Trio phare de la scène indépendante new-yorkaise depuis dix ans, fleuron d'un rock'n'roll débridé et adepte des croisements de sonorités tout aussi fougueuses, du blues au punk via le hip-hop, Jon Spencer Blues Explosion fait déjà figure de groupe légendaire. Son aura rayonne bien au-delà des avenues de la Grosse Pomme, jusqu'à Detroit et San Francisco, et même en Australie. Des White Stripes aux Strockes, de Black Rebel Motorcycle Club aux Hives, la jeune garde rock ne tarit pas d'éloges devant nos trois chantres d'une certaine avant-garde musicale.
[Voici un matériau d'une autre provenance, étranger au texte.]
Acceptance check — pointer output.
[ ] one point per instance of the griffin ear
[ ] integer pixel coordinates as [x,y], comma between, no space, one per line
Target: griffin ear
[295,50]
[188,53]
D'autant que le fondateur et leader du combo, Jonhatan Spencer, avait de son côté publié trois disques restés emblématiques au milieu des années 80 sous le nom de Pussy Galore. Dont une reprise intégrale et fiévreuse du double album des Rolling Stones, Exile On Main Steet. Sans autorisation évidemment. De passage hier soir au Cargo de Neuchâtel, avant de venir enflammer ce soir le festival de la Bâtie à Genève, le chanteur damné évoque le récent et paradoxalement sage album Plastic Fang, ainsi que la dévotion qui règne à son égard.

Une référence

«Cela me touche évidemment que des groupes qui émergent nous citent comme référence. Ce qui est le plus flatteur, sans que cela nous monte à la tête, est surtout de constater la manière avec laquelle ils perpétuent notre état d'esprit dans leurs propres compositions», rétorque Jon Spencer au fait d'être devenu à 37 ans un modèle. De la même façon qu'il confirme que le Jon Spencer Blues Explosion s'est toujours nourri et réclamé du son sale et subversif des Rolling Stones du début, de Muddy Waters ou Chuck Berry, et du rock garage des années soixante, il considère la musique comme une éternelle «chose» en évolution. Un nécessaire renouvellement des bases. Il n'empêche que le groupe n'a pas choisi innocemment le producteur Steve Jordan, qui a travaillé avec les Stones et sur les albums solo de Keith Richards, pour Plastic Fang. Après les subversions sonores qui caractérisaient Acme, Jon Spencer Blues Explosion est revenu cette année à un son plus doux et ténu, à une économie d'expérimentations tous azimuts. Et renoue du coup avec ses véritables racines. Un constat que Jon Spencer botte pourtant en touche: «Lorsque nous enregistrons, nous ne pensons jamais aux directions que nous allons prendre. Nous fonctionnons uniquement à l'instinct. Musicalement, les chansons prennent forme sur le moment, en direct. C'est notre esprit et il a guidé l'enregistrement de chacun de nos albums. Jon Spencer Blues Explosion est un trio fondé sur l'action. Si Plastic Fang est un disque plus sage, moins fou qu'Acme ou Now I Got Worry, c'est uniquement parce que Steve Jordan y a confectionné des climats proches d'un rock'n'roll classique.»

«Plastic Fang» (Mute/Musikvertrieb). En concert ce soir au Festival de la Bâtie 21h. Genève. Usine, pl. des Volontaires. Rens.: www.batie. ch.